A United States president just doesn’t act so shamefully. George Washington could not tell a lie. Harry Truman’s “the buck stops here” meant that presidents don’t make excuses. Presidents were the tradition-bearers of our highest standards of behavior.
I grew up with three brothers in a neighborhood full of boys, so I’ve seen some juvenile and shameful behavior. And like most other folks, I’ve been guilty of shameful acts that I wish I could undo.
Like most others, I regret my shameful actions because I believe in the idea of honor and specifically, that at the end of the day and at the end of our lives, the only judgment that matters is how we treated others.
Did we behave honorably or not?
Not by how much money, power or fame we have. Just by how we treated others.
The most powerful man in the world was elected and re-elected after mocking a disabled newspaper reporter, after denigrating American heroes including John McCain, after insulting our nation’s brave, fallen soldiers as “losers.” He has made hateful statements about women, minorities, and our nation’s allies.
The man has so dishonored our nation and what we used to call our “core values” that it’s impossible to say whether those values still exist in any meaningful way.

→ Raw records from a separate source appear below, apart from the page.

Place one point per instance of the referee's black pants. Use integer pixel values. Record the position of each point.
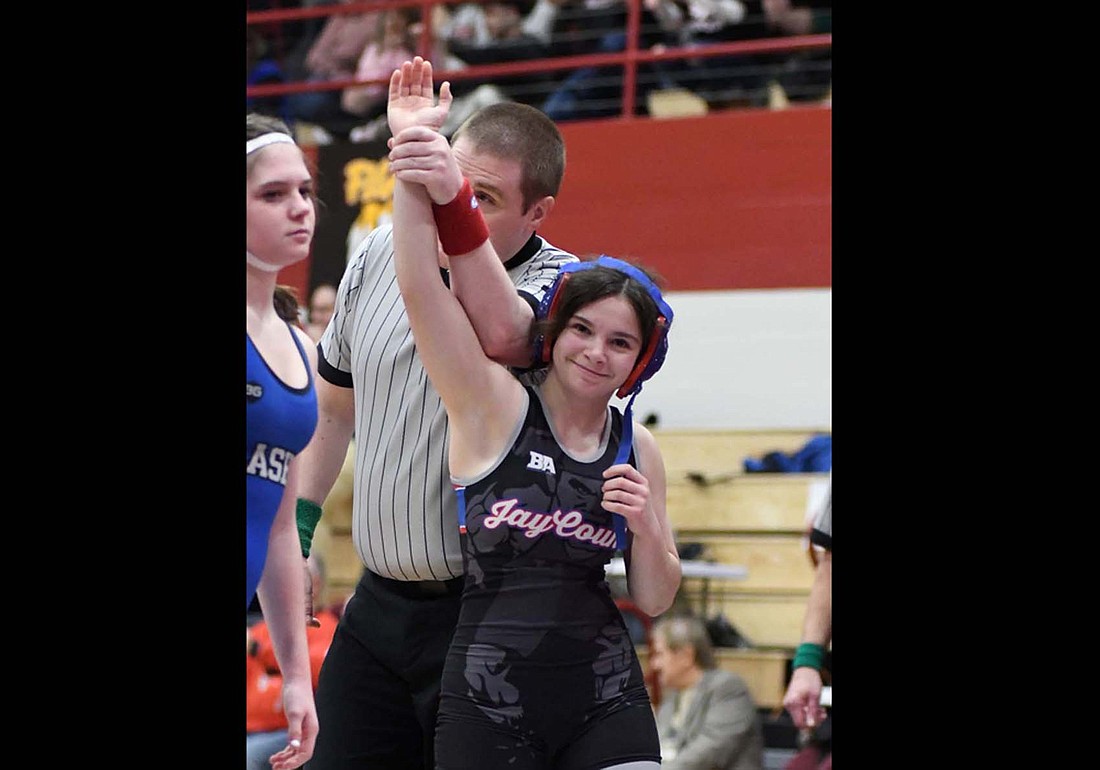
(378, 688)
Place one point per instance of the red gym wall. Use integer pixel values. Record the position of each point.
(733, 200)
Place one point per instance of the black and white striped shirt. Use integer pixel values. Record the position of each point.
(405, 518)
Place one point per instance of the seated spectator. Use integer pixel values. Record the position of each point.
(332, 55)
(692, 23)
(503, 31)
(598, 26)
(265, 723)
(707, 718)
(393, 42)
(470, 96)
(803, 75)
(262, 68)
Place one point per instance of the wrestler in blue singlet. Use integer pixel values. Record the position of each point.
(281, 421)
(537, 602)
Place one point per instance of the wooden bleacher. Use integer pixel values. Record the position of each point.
(754, 519)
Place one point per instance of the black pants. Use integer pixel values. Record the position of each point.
(378, 688)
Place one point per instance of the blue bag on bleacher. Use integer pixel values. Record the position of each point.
(815, 457)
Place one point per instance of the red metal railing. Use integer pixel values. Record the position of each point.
(630, 57)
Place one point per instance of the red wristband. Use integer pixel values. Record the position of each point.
(460, 223)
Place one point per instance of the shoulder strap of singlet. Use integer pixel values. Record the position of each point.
(301, 352)
(626, 442)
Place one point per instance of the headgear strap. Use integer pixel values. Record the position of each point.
(263, 140)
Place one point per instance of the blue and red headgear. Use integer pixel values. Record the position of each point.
(650, 359)
(647, 365)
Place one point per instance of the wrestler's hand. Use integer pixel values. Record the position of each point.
(413, 98)
(626, 493)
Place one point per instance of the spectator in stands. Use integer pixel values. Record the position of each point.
(261, 68)
(470, 96)
(332, 55)
(803, 75)
(590, 92)
(322, 300)
(692, 23)
(265, 722)
(393, 42)
(707, 718)
(803, 694)
(503, 31)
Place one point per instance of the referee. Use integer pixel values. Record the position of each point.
(378, 688)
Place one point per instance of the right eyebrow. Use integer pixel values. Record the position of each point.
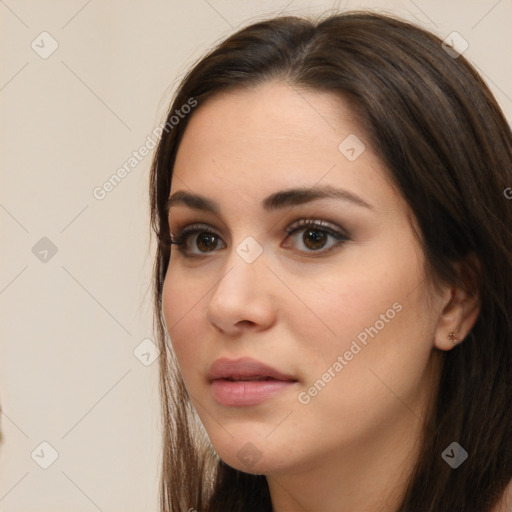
(276, 201)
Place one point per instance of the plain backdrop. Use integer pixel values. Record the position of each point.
(82, 85)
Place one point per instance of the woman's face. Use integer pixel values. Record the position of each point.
(301, 257)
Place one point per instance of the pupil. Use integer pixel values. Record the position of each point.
(314, 239)
(206, 241)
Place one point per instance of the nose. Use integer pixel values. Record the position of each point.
(243, 298)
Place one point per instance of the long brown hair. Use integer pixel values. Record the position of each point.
(447, 146)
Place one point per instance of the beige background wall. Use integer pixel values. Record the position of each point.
(72, 320)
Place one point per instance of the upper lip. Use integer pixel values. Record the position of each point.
(244, 369)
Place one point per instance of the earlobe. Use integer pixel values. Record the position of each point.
(456, 319)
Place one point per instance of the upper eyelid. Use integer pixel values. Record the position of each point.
(303, 222)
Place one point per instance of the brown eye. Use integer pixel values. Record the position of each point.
(315, 236)
(206, 242)
(314, 239)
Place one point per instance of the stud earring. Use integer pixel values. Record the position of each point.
(452, 338)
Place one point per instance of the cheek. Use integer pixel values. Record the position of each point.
(181, 307)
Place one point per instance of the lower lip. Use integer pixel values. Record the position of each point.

For better or worse, the president is the nation’s role model. What the president does is acceptable, perhaps even to be emulated because the president holds the most honorable responsibility in all the nation — perhaps in all the world — the keys to what Ronald Reagan described as the world’s “shining city upon a hill.”
The shining city on the hill now appears to be littered with garbage, including garbage ideas and garbage behavior. Even in its highest halls of power and prestige, the garbage mounds of shame are piled so high we’re afraid to even speak of them or acknowledge them.
The question is: After Trump is gone and his garbage has been hauled away, can notions of honor and shame ever return? Or is our nation now fated to acceptance of disgraceful behavior by the leaders who occupy its highest offices?
Are honor and shame retrievable or are they lost under those piles of garbage, never to be found and resurrected? If they are gone, are we Americans okay with that?